Even with average global warming limited to 2ºC/3.6ºF, sea levels could still rise six metres (20 feet), according to a paper published last week in the journal Science.
“The decisions we make now about where we want to be in 2100 commit us on a pathway where we can’t go back,” said co-author and University of Florida geochemist Andrea Dutton. “Once these ice sheets start to melt, the changes become irreversible.”
The most recent 2ºC projection from the Intergovernmental Panel on Climate Change warns of a one-metre (39-inch) increase in sea levels by the end of the century.

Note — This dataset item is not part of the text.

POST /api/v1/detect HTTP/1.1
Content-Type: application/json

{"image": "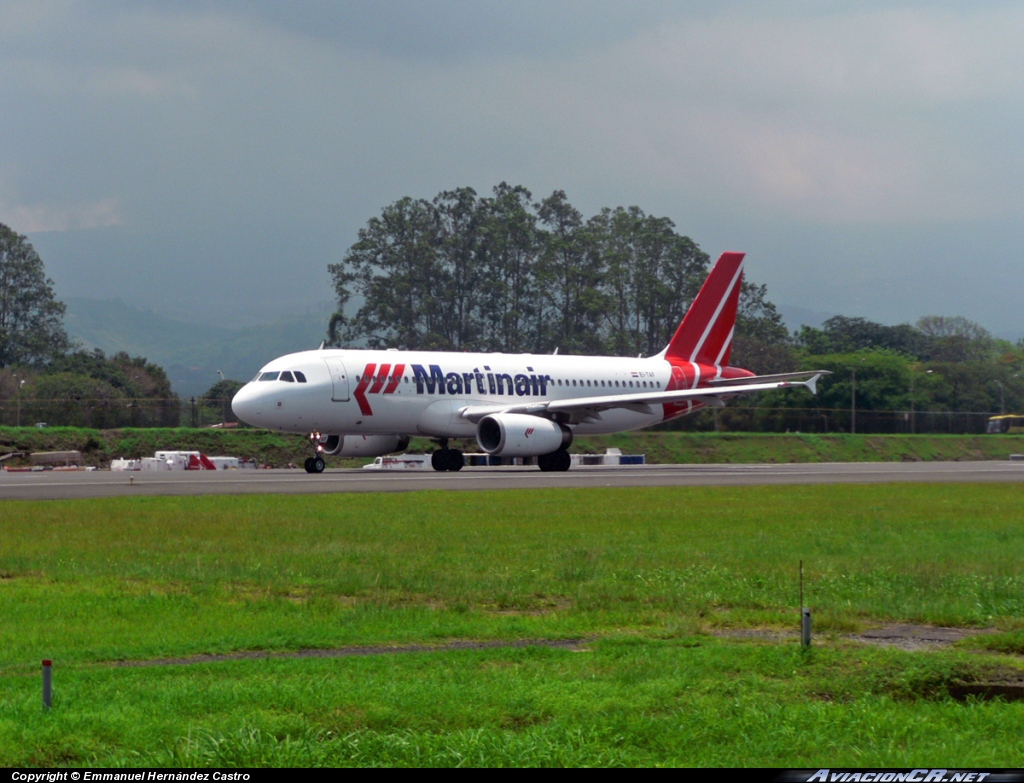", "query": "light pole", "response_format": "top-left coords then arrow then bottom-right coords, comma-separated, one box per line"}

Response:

“According to separate research by Climate Central, a 20-foot sea level rise would reshape the U.S. coast, causing Louisiana to lose its boot and transforming the Bay Area into the Bays Area by forming a second inland bay. It would also threaten the world’s coastal nations and megacities,” Kahn writes.
“Sea levels have already risen about eight inches compared to pre-industrial times,” he adds. “That rise has helped boost the surge and flooding damage from storms like [Hurricane] Sandy and Typhoon Haiyan, and dramatically increased the occurrence of everyday flooding during high tide in cities from Baltimore to Honolulu.”
Climate Central estimates that at least 150 million people now live on land “that will either be submerged or exposed to chronic flooding by 2100.”